Beth Fertig is the contributing editor for education, covering the New York City public school system for WNYC on air and online at SchoolBook.org. She has covered education in the city for more than 15 years. Beth is the author of Why cant u teach me 2 read? Three Students and a Mayor Put Our Schools to the Test (FSG Books) which grew out of a radio series on the low graduation rate for special education students. Follow her @bethfertig.
Special Ed Schools Fear Loss of State Funding
Tuesday, March 08, 2011
Eleven schools serving 1,500 blind, deaf and severely disabled children fear their students may get an inferior education under Governor Andrew Cuomo's proposed budget.
Cuomo's budget would zero-out the state's annual $98 million contribution to the schools. Instead, tuition would be billed to the students' local districts.
Bernadette Kappen, the executive director of the New York Institute for Special Education in the Bronx, which serves 278 blind and visually impaired students from the metro area, said she worries New York City and the suburbs may not want to pay the average $70,000 a year tuition if the state stops funding them directly.

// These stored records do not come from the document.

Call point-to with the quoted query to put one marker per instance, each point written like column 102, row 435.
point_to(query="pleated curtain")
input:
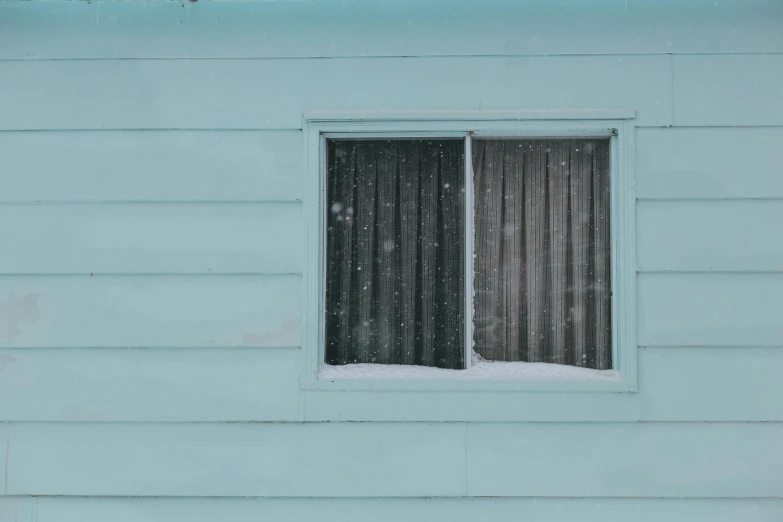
column 395, row 263
column 395, row 241
column 542, row 243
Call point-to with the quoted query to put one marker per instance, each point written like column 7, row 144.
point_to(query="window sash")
column 469, row 228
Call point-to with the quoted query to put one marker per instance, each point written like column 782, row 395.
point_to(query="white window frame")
column 616, row 124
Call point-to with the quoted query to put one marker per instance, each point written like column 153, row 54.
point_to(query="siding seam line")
column 671, row 78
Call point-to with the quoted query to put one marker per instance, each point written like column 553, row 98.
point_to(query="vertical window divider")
column 470, row 231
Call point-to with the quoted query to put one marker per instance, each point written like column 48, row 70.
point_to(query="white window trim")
column 535, row 123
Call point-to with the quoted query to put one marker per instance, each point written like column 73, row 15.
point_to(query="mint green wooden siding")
column 153, row 253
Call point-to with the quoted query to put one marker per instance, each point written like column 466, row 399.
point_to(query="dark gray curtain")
column 395, row 287
column 542, row 244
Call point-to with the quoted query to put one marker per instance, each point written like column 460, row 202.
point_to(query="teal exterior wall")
column 153, row 247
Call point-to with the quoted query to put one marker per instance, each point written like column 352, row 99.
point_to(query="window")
column 443, row 251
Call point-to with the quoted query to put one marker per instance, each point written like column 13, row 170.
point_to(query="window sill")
column 464, row 385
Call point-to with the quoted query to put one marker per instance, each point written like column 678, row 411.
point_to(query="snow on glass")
column 395, row 258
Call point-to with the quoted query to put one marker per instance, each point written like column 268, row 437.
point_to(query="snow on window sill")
column 480, row 370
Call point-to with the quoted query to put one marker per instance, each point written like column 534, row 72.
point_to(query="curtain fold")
column 395, row 287
column 542, row 244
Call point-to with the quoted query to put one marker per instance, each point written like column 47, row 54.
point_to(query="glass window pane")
column 542, row 243
column 395, row 286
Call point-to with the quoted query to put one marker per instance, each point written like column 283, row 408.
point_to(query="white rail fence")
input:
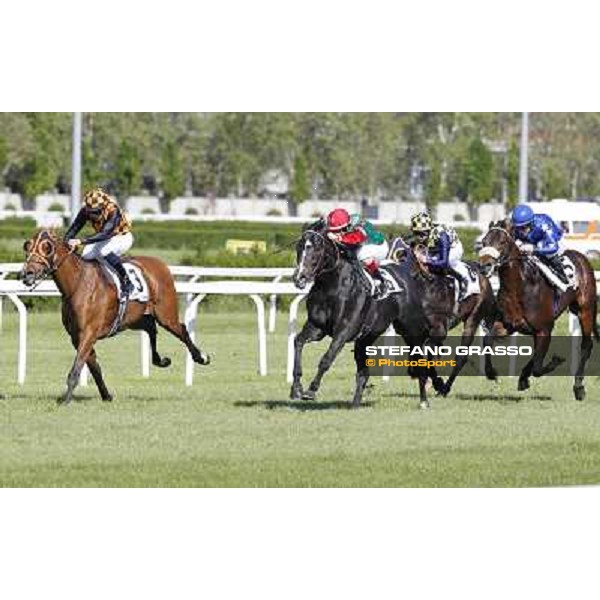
column 192, row 283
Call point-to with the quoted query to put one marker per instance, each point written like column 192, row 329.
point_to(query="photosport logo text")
column 390, row 355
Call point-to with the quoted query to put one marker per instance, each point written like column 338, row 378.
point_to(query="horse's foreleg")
column 309, row 333
column 148, row 324
column 423, row 400
column 84, row 348
column 536, row 365
column 466, row 340
column 96, row 372
column 324, row 365
column 179, row 330
column 362, row 370
column 587, row 321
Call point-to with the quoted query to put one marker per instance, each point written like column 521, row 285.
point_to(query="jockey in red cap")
column 370, row 244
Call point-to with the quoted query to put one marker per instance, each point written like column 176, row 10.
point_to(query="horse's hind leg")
column 309, row 333
column 168, row 318
column 96, row 372
column 84, row 347
column 324, row 365
column 148, row 324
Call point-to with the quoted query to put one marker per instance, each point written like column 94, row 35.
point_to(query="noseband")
column 49, row 268
column 494, row 252
column 322, row 253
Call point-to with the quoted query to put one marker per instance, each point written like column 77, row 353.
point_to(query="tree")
column 172, row 176
column 300, row 188
column 128, row 175
column 512, row 173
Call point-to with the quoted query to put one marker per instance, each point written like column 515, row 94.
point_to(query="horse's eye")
column 47, row 248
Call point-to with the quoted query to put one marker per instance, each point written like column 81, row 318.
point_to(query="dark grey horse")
column 340, row 306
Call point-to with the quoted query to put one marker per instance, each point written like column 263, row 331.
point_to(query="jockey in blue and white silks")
column 445, row 249
column 541, row 236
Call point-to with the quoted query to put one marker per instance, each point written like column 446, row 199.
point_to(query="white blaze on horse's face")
column 299, row 278
column 490, row 254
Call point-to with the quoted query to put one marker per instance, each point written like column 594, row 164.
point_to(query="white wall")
column 44, row 201
column 6, row 198
column 136, row 204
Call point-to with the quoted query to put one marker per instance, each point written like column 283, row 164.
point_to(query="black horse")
column 530, row 305
column 340, row 306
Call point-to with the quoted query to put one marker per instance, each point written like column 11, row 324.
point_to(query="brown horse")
column 529, row 305
column 90, row 304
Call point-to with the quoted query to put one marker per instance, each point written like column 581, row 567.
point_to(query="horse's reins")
column 494, row 252
column 322, row 252
column 49, row 268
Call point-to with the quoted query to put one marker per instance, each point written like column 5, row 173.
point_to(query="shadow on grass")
column 299, row 405
column 514, row 398
column 502, row 397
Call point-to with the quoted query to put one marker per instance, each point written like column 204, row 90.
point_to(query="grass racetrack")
column 235, row 428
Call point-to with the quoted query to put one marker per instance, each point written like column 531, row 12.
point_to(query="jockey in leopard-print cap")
column 112, row 236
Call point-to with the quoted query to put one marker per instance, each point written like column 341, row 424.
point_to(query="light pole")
column 76, row 173
column 523, row 168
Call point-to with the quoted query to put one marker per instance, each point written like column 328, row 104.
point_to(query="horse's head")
column 43, row 251
column 497, row 247
column 315, row 253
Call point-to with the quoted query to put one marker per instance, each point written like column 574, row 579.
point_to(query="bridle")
column 322, row 253
column 499, row 259
column 34, row 256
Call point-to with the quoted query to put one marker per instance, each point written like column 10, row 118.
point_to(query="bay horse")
column 90, row 304
column 340, row 306
column 530, row 305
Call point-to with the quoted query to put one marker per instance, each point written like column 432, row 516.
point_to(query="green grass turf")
column 234, row 428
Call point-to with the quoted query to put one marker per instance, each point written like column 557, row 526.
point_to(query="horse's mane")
column 501, row 224
column 318, row 225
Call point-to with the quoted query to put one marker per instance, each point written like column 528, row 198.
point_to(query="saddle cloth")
column 473, row 286
column 140, row 286
column 391, row 285
column 552, row 278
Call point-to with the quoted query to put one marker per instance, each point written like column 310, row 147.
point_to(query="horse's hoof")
column 162, row 363
column 443, row 390
column 440, row 386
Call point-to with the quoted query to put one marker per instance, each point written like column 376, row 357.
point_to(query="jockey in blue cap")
column 541, row 236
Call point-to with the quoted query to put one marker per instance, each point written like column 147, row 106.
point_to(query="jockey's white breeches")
column 455, row 260
column 118, row 244
column 368, row 252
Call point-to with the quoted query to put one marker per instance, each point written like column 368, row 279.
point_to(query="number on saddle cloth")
column 140, row 287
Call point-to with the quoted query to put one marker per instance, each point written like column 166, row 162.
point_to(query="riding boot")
column 556, row 265
column 126, row 286
column 462, row 283
column 380, row 287
column 379, row 284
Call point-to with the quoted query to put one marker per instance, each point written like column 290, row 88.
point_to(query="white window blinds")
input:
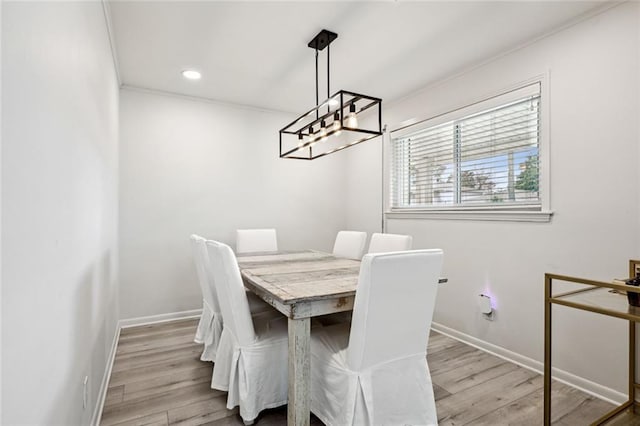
column 487, row 158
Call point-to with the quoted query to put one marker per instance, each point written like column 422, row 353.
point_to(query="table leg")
column 632, row 362
column 547, row 352
column 298, row 413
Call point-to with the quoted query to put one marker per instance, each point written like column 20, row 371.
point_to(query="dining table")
column 301, row 285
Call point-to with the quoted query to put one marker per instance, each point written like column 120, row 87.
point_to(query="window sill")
column 508, row 216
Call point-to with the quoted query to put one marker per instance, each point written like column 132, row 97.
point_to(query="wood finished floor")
column 158, row 379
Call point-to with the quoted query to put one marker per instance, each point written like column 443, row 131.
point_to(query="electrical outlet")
column 85, row 392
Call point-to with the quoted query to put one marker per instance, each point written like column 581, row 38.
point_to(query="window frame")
column 517, row 212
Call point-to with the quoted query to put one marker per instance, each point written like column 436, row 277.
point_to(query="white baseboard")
column 153, row 319
column 602, row 392
column 131, row 322
column 102, row 394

"The children that are physically disabled require a lot of special equipment to allow them to participate," she said, explaining the reason for the high tuition. "For children that are not able to speak they will use different kinds of communication devices that can cost anywhere from $500 to $5,000."
And textbooks need to be converted to Braille.
In Nassau County, executive director Patrice Kuntzler shared those concerns. The Henry Viscardi School serves 185 metro-area students with physical disabilities including cerebral palsy and traumatic brain injuries. Last year, she said, 10 of the 16 graduates earned full Regents diplomas, which is unusual among students with special education needs. She said she can't see the city and local districts finding enough tuition dollars to make up for state support.
"How will they find that funding when they're struggling to find funding for all of their children?" she asked.
She added, if "the child with the most involved disability, will that child have an equal voice to another group of children?"
A spokesman for the state's budget division, Peter Morris, said federal law requires districts to serve children with disabilities. He added that these 11 schools (which are known as Section 4201 schools) have historically gotten their own state budget line, unlike other private schools serving children with special needs that bill their local districts.
He said the change in funding is for "consistency and equal treatment" because letting Albany set aside a special budget for the eleven schools results in higher spending.
But that doesn't quell the fears of the schools' administrators or the parents of their pupils.
"These schools exist because educators have failed to create mainstream environments where children with multiple disabilities can fully participate," said Tracy Ehrlich, whose 9-year-old daughter attends the Henry Viscardi School. "If the governor’s budget proposal is approved, many students may be forced to return to district schools that are ill prepared to educate them. If the Viscardi school, and the 10 other schools like it, lose enough students, they may be forced to close."
The city said it will keep its commitment to the students, however, by continuing to work with the private schools.
"We are currently evaluating the financial and educational implications of the governor's proposed changes regarding these state-operated schools," said department of education spokeswoman Deidrea Miller.
But Bernadette Kappen, of the New York Institute for Special Education in the Bronx, said evaluators in each district will make the call about where a child should go to school - whether that's a special education program in a regular public school, or the 11 specialized schools including her own. Right now, the children are evaluated by experts at the specialized schools.
"The child may not have an adequate evaluation," said Kappen, if they depend on the local experts. "For children who are deaf, the deaf people are concerned that it would be through an interpreter rather than through direct communication" they get at schools for the deaf.
Morris, at the state's budget division, said local evaluators are able to figure out placements. He said the process will be streamlined by having them make the call instead of requiring the state education commissioner to sign off on every placement.
Previous governors have proposed eliminating state funds for the schools. Last year, their budget was cut about 10 percent. Kappen said it would be more fair to make a similar kind of cut this year instead of wiping out their budget completely. Advocates for the programs plan to rally in Albany on Thursday.